Star Trek: Designing the Final Frontier
Author: Dan Chavkin
Publisher: Weldon Owen International
ISBN: 1681888157
Category : Performing Arts
Languages : en
Pages : 170
Book Description
Star Trek: The Original Series (1966-1969) was the first installment of one of the most successful and longest-running television franchises of all time. Today, Trek fans champion its writing, progressive social consciousness, and aesthetic. Designing the Final Frontier is a unique, expert look at the mid-century modern design that created and inspired that aesthetic.

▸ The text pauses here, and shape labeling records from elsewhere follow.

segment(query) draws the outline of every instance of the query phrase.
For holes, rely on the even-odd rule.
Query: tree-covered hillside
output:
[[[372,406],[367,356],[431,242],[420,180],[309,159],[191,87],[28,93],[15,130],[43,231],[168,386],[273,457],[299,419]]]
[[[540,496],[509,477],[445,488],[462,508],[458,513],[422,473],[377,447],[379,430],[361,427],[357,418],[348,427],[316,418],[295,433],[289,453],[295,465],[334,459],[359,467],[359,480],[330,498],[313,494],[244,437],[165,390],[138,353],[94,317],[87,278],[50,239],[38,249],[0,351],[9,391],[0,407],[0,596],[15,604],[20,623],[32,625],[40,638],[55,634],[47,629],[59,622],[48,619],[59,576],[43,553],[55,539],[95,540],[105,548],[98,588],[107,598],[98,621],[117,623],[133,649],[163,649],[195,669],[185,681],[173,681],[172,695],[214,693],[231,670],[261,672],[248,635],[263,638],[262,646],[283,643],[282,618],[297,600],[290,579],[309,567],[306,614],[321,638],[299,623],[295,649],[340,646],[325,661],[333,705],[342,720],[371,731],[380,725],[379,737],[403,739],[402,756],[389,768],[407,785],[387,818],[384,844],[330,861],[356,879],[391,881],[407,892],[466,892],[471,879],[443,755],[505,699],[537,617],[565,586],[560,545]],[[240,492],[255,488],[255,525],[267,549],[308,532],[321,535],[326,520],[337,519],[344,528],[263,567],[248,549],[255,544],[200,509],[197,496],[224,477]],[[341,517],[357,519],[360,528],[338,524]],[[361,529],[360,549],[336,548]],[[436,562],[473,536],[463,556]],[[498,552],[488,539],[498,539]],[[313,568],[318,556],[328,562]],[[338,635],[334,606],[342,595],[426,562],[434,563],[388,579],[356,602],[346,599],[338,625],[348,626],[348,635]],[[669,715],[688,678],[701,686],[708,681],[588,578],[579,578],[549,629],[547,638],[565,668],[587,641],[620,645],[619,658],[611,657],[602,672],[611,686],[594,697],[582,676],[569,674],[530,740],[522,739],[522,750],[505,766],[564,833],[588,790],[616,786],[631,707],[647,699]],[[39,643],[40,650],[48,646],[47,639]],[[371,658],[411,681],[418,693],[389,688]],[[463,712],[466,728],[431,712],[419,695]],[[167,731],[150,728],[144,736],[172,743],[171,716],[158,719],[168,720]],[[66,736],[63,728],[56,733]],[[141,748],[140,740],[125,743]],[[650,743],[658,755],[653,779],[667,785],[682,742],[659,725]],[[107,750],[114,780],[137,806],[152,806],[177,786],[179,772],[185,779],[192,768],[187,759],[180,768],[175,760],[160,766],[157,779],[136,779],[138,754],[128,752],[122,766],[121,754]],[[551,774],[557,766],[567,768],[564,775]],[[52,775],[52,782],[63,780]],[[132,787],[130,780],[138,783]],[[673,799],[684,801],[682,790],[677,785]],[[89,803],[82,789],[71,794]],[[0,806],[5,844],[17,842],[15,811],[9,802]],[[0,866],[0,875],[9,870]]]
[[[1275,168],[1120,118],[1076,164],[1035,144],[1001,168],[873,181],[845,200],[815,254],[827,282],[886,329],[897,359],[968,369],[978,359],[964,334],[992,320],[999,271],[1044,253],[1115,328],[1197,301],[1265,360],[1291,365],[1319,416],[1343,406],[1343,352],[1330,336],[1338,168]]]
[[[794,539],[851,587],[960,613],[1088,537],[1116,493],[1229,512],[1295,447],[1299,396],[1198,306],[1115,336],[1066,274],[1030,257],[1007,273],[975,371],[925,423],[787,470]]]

From Burke chairs to amorphous sculptures, from bright colors to futuristic frames, Star Trek TOS is bursting with mid-century modern furniture, art, and design elements—many of them bought directly from famous design showrooms. Together, midcentury modern design experts Dan Chavkin and Brian McGuire have created an insider’s guide to the interior of original starship Enterprise and beyond, that is sure to attract Star Trek’s thriving global fan base.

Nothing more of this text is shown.